Поэтому император повелел вызвать обер-лейтенанта Гафнера для личной аудиенции. Это было вчера. А сегодня на расписании дня, тщательно исполненном штатным каллиграфом генерал-адъютантуры, никому не известная фамилия Гафнера чернела в списке лиц, вызванных на одиннадцать часов — рядом с широко известными фамилиями полицей-президента фон Кемпена и министра финансов Брукка.
Уже совсем рассвело. Император встал, задул лампу и смел метелочкой хлопья сажи, вылетевшие из стеклянного цилиндра и осевшие на бумагах.

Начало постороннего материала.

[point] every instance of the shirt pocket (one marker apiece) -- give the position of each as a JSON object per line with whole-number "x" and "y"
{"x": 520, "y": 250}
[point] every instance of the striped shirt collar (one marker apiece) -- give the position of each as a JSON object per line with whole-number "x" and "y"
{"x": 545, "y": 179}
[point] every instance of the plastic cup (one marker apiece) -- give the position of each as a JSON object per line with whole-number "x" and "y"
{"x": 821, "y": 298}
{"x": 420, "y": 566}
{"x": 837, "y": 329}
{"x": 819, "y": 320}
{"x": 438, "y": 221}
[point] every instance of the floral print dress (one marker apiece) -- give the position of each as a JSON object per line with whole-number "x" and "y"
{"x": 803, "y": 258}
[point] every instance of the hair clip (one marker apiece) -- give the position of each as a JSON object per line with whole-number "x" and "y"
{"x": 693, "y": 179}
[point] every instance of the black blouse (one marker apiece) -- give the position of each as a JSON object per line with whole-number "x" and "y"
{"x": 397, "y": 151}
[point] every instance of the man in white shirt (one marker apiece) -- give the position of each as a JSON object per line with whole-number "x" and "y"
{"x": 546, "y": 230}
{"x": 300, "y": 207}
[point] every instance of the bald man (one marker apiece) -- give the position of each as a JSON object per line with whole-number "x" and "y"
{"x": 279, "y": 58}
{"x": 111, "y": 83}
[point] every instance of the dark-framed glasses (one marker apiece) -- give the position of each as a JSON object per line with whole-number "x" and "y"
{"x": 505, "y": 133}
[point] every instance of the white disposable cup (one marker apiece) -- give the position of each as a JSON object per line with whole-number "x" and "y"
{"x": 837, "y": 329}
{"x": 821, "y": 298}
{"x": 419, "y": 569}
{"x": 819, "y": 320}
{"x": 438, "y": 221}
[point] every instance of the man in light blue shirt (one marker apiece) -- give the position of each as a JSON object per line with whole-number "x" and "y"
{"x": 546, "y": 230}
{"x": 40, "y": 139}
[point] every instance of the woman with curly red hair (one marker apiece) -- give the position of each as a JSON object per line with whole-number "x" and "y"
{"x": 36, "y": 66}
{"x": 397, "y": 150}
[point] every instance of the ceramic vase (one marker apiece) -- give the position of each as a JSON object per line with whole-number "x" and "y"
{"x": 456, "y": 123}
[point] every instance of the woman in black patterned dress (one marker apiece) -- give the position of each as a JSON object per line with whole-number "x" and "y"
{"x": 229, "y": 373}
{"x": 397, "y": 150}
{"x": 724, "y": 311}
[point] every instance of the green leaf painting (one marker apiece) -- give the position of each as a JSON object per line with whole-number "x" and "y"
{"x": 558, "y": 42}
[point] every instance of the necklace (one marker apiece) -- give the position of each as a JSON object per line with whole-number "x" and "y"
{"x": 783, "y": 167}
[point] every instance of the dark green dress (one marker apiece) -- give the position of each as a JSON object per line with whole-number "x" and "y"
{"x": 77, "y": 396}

Когда после ухода Брукка флигель-адъютант императора, князь Хоэнлоэ-Шиллингсфюрст, ввел в кабинет обер-лейтенанта Гафнера, который уже сорок пять минут ждал в приемной, Франц-Иосиф, увидев бледное, серьезное лицо офицера, тотчас пожалел, что вызвал его. Министр финансов Брукк наговорил кучу неприятностей. Помимо всего прочего, он заверял монарха, что единственное средство спасти австрийскую государственную казну — это, невзирая на то что, как сам он буквально выразился, у налогоплательщиков уже кровь из-под ногтей брызжет, еще раз радикально завернуть винт прямых налогов, добавить косвенные налоги на мясо и хлеб и начать широкую распродажу казенных имений, рудников и железных дорог. Вот о чем говорил Брукк; и этот безвестный обер-лейтенант, бледный, некрасивый человек (Франц-Иосиф не любил некрасивых), — из тех, кто является с неприятными разговорами. Об этом свидетельствовали его печальные черные усы и горизонтальная морщина, прочертившая гладкий лоб. К тому же, подумал Франц-Иосиф, у него совсем нет военной выправки. В кабинет он вошел, правда, достаточно браво, и одежда его безупречна, равно как и поза, в которой он остановился перед столом государя, — но все же чего-то не хватало, пожалуй, той естественной чеканности, которая отличает офицера по призванию. Гафнер явно был человек думающий, а это не идет к офицерскому мундиру.
— Я изучил ваш рапорт и могу сказать, что ваша наблюдательность меня радует, — холодно произнес Франц-Иосиф. — Но я был бы еще более рад, если бы вы точнее придерживались предписанного порядка. Манера подавать такого рода доклады непосредственно в мою военную канцелярию весьма необычна.